As a development scholar, my primary interest resides within the influence of international trade on developing economies from a financial and humanitarian standpoint. The following blog posts will attempt to analyze examples of this dynamic by taking a closer look at case studies of developing economies that rely heavily upon exports, imports, or both. First, we will examine a success story of the rapidly developing country of South Korea throughout the past several decades and how it was able to successfully utilize its export-centered economy in a global setting.
Originally South Korea did not have the capability to compete in a global economy until the 1960s when it transitioned from a market focused on domestic products to an export-reliant economy. Prior to this change, the Korean economic system was heavily characterized by its agriculture and mining industries, while manufacturing only consisted of primary products that amounted to 3% of the country’s GNP. However, by expanding its manufacturing sector to simple products like textiles, and eventually sophisticated goods like automobiles and computers, total exports represented over 40 percent of Korean GNP. A result of this was that “the compound annual growth of per capita income was well in excess of 7 percent, making it one of the fastest growing economies in the world during this period” (Westphal 43).
South Korea has earned its rank as the eleventh largest global trading nation, exploding in trade value from $134.9 billion in 1990 to beyond $857.3 billion in 2008. Trading partners of the country originally included Japan, Europe, and the United States, but eventually a large percentage of total Korean exports ended up in China. By 2008, Korea had trade agreements with over 220 countries. The sophistication of the manufactured exports of Korea has increased over time, resulting in a current primary export market of chemicals, automobiles, computers, and other forms of high-level technology (Bark 24-36).

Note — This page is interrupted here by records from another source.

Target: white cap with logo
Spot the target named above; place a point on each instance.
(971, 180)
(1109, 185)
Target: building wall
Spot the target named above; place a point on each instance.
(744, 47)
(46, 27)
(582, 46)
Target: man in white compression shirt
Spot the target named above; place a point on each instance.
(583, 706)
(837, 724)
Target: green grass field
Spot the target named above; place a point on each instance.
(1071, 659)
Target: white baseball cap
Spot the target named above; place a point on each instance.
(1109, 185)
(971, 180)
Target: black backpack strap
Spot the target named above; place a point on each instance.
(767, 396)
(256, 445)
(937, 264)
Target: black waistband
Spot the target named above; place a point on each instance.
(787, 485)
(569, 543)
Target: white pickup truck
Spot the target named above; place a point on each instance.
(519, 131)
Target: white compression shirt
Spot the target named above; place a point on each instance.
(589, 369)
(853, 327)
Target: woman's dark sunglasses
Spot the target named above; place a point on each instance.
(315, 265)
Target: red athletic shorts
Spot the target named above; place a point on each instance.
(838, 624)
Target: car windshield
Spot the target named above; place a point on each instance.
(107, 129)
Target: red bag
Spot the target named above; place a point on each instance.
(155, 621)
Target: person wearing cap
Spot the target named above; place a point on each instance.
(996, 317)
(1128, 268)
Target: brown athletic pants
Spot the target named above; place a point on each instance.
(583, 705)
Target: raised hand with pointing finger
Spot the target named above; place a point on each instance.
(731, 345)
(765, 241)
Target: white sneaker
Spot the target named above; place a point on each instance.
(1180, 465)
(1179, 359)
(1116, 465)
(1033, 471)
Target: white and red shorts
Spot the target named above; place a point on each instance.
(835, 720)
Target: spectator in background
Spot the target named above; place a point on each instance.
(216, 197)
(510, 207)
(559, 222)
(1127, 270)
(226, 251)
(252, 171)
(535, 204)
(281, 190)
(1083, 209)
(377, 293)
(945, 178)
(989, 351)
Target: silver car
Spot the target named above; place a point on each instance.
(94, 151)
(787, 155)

With the rise of corporate manufacturing in South Korea, many family-controlled conglomerates have risen with the aid of government policies that allowed them to benefit from tax advantages, exceptional loans, anti-labor policies, and various government contributions. A prime example of this consists of the dominant presence of Samsung in Korean economic activity and daily life. Aside from the penetration of Samsung in Korean education, electronics, amusement parks, life insurance, medicine, and housing, the company accounts for twenty percent of Korean exports and roughly seventeen percent of the annual GNP (Estrin).
When examining the success of Samsung in Korea, it is also important to assess the level of corruption that may be occurring within the realms of labor and management. In 2013, it was found that the Samsung Electronics factories had been contributing to various diseases of former employees. The corporation provided compensation to the workers who protested about this very issue, but Samsung refused to acknowledge any blame (Estrin).
Samsung demonstrates the power that multinational corporations have on an export-based economy like South Korea. “The former chairman of Samsung, Lee Kun-hee, was convicted of tax evasion and breach of trust in 2009, but he received a presidential pardon and returned to the chairmanship” (Estrin). The essentiality of Samsung to Korean economics can actually be deemed as frightening. It can be difficult for one to say that it is moral that the needs of the corporation outweigh the governmental law considering how fundamental Samsung is to Korean wealth.
Another problem that has emerged through the rapid development of South Korea is the massively increasing problem of income inequality. According to the IMF, forty-five percent of total income was being shared by the top ten percent of Korean earners. This percentage was the highest among its Asian-Pacific counterparts, with Singapore coming close at forty-two percent and Japan at forty-one percent (The Korea Economic Daily). This shouldn’t come as too much of a surprise considering most of the labor in South Korea is being focused in manufacturing while the top earners reside in the conglomerates that have been aided by government policies for decades.
This leaves the question then whether South Korea can be presented a successful model for export-driven developing economies. The empirical data demonstrates immense prosperity over the last three decades, especially when looking at the country’s change in GNP and global trade relations. However, when looking from a humanitarian lens, can we look past the increasing income gap, poor labor conditions, and the crippling power of large multinational corporations? It is important to assess all sides of the situation and weigh the pros and cons to international trade and its impact on developing economies. The blogs that follow will hopefully allow readers to examine the many outcomes, both expected and unexpected, of utilizing international trade as a method of participating in modern development.
Bark, Taeho. Ed. Byongwon Bahk and Gi-Wook Shin. Shorenstein APARC Working Papers. Stanford University, Feb. 2012. Web.
Estrin, James. “Samsung and the South Korean Success Story.” Web log post. NY Times Lens Blogs. NY Times, 13 Nov. 2015. Web.
“Korea’s Income Inequality Largest among Asian Nations…IMF Report.” The Korea Economic Daily. 16 Mar. 2016. Web.
Westphal, Larry E. “Industrial Policy in an Export-Propelled Economy: Lessons from South Korea’s Experience.” Journal of Economic Perspectives 4.3 (1990): 41-59. JSTOR. Web.